Trois représentants du groupe Santé de l’association ont obtenu un rendez-vous à l’Agence Régionale de Santé afin de discuter des mesures sanitaires mises en œuvre par les institutions depuis l’incendie.
Ce groupe de travail constitué essentiellement de professionnels de santé (médecins généralistes, du travail, de catastrophe, biologistes, échographistes…) ainsi que d’autres professionnels et personnes de la société civile (biostatisticiens, ingénieurs, parents, professeurs..) a travaillé depuis plusieurs semaines sur l’interprétation des résultats d’analyses effectuées, sur des recueils d’informations auprès de la population, sur des précautions à visée sanitaire et a mis en place une veille portant sur l’ensemble des informations disponibles de la presse, des sites institutionnels, des réseaux sociaux…
Dans un esprit de coopération vigilante, les membres représentants ont transmis à l’ARS une liste de questions très précises (disponible sur le site internet : lien à ajouter). Les réponses obtenues n’ont pas toujours été celles que l’association espérait, notamment sur la mise en œuvre de prélèvements biologiques à titre conservatoire pour d’éventuelles analyses toxicologiques.
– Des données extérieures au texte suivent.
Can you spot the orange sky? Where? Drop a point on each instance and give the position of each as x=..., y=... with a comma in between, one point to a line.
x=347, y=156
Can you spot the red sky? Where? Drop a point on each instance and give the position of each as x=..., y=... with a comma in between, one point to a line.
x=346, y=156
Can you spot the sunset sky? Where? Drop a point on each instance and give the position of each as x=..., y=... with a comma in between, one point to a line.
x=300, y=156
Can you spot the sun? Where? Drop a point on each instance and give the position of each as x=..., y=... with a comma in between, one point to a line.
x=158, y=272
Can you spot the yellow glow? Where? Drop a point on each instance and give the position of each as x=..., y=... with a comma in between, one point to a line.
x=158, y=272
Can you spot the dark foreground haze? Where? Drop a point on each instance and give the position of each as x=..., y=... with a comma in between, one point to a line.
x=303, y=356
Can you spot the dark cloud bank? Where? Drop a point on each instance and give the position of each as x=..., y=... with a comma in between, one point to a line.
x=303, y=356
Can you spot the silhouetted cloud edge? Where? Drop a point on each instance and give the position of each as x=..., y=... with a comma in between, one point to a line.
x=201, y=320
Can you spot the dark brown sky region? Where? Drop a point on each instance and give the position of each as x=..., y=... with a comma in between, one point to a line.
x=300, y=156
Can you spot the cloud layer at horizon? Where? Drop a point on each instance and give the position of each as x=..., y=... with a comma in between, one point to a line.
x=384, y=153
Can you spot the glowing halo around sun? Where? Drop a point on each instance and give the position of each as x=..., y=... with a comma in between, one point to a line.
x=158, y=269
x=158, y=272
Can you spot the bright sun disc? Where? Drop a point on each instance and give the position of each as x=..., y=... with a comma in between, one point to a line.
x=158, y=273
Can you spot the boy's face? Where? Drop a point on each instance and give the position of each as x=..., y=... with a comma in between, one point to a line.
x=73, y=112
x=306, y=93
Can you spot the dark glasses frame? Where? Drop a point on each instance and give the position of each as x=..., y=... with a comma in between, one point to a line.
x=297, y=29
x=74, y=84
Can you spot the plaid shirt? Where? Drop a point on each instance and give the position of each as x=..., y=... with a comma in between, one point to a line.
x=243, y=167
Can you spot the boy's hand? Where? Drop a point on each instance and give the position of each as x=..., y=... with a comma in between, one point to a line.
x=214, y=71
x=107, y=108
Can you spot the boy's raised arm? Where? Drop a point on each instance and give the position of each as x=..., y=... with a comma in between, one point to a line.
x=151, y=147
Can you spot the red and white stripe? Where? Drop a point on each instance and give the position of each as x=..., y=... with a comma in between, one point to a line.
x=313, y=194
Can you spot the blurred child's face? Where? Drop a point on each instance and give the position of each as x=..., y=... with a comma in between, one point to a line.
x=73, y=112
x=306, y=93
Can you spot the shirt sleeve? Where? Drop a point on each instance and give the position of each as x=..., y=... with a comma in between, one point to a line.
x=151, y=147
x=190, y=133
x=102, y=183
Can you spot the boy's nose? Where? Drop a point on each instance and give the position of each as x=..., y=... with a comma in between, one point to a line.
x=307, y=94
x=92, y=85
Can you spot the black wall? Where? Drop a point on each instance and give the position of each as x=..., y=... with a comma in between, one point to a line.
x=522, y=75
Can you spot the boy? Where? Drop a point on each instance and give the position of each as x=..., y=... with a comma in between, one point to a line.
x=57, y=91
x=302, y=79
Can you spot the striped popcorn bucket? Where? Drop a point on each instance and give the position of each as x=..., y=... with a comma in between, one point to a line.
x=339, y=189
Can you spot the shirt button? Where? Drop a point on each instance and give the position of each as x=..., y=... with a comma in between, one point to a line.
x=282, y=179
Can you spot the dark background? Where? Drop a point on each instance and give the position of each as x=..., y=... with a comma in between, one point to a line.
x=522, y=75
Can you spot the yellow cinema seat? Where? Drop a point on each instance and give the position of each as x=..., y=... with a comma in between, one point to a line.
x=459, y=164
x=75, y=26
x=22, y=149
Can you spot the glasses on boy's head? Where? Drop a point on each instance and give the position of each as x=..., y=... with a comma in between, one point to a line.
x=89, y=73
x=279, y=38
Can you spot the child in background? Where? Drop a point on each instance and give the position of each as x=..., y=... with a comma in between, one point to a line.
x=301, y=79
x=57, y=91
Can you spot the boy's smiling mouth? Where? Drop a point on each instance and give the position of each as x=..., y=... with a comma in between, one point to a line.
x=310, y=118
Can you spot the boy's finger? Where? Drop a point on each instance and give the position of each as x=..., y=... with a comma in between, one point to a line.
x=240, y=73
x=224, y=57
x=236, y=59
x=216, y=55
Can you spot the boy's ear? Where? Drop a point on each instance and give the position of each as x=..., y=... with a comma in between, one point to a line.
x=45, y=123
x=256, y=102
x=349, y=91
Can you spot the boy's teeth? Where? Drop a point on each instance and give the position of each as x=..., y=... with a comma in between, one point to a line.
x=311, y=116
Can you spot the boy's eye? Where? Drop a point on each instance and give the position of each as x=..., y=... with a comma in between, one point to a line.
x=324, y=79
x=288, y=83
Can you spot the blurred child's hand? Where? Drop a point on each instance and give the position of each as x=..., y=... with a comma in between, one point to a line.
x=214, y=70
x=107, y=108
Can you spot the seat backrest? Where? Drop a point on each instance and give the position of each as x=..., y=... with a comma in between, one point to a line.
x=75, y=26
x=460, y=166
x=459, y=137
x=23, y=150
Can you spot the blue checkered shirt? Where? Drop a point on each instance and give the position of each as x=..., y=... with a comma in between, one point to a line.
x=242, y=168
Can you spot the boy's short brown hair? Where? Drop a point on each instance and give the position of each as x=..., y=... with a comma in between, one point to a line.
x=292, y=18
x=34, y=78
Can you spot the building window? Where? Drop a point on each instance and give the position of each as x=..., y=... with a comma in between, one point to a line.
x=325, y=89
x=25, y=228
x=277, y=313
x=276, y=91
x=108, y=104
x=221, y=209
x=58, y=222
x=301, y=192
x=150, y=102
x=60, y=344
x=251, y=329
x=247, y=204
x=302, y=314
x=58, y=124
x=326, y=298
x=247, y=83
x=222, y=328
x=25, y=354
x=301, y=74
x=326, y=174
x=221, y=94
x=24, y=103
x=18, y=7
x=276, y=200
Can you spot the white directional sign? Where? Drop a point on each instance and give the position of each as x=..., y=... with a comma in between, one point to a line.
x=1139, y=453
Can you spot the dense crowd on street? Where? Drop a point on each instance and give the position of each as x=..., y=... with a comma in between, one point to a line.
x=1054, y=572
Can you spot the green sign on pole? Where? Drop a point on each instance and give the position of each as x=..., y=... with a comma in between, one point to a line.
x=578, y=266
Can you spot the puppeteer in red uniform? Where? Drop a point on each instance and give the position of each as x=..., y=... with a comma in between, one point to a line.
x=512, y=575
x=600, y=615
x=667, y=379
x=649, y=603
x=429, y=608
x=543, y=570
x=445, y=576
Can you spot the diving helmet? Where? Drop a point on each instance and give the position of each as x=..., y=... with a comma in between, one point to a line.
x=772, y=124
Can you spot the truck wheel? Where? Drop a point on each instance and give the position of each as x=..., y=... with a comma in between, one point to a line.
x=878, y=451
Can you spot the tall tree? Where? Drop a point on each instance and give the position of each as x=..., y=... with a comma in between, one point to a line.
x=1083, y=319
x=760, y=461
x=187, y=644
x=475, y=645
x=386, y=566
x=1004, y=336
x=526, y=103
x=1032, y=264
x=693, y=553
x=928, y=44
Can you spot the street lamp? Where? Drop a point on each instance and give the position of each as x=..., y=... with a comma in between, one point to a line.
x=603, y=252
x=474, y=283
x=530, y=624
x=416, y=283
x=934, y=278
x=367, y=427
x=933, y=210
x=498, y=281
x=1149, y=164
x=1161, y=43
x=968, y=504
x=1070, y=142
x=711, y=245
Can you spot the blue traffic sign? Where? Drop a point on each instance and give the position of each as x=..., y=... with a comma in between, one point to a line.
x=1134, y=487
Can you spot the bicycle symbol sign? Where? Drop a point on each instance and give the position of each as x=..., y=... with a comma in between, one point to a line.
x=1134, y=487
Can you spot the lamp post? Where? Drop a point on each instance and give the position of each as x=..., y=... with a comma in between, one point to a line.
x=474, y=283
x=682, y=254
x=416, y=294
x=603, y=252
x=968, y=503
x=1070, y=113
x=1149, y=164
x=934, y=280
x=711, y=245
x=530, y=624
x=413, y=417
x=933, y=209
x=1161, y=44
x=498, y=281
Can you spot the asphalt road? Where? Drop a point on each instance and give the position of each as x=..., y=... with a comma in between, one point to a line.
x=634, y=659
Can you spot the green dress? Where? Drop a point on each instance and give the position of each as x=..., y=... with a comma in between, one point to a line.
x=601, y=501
L’association a insisté sur la nécessité d’avoir une bonne connaissance des symptômes et des désagréments ressentis par la population dans la phase aiguë de la crise, sans se limiter aux seuls indicateurs de santé car beaucoup d’habitants ne se sont pas rendus chez leur médecin. Ceci devrait se faire sans tarder car de nombreuses informations seront perdues si le temps du questionnement est retardé.
L’ARS a été sollicitée pour mettre en place des mesures qui permettraient de tracer à vie, (dossier médical partagé), l’exposition à la pollution pour l’ensemble de la population concernée (y compris les personnes qui ne sont pas allées chez le médecin, et celles qui n’étaient pas sous le panache mais ont ressenti de fortes odeurs, parfois sur de longues durées). Pour les membres du groupe Santé, il s’agit, parmi d’autres, d’un moyen indispensable pour pouvoir ensuite établir des liens de causalité si des manifestations cliniques ultérieures apparaissaient, et en particulier si les personnes déménagent, ou changent de médecin. Cette traçabilité a un intérêt individuel mais aussi collectif en cas d’augmentation de pathologies dans l’avenir. Ceci pourrait concerner les fœtus en cours de gestation au moment de l’incendie.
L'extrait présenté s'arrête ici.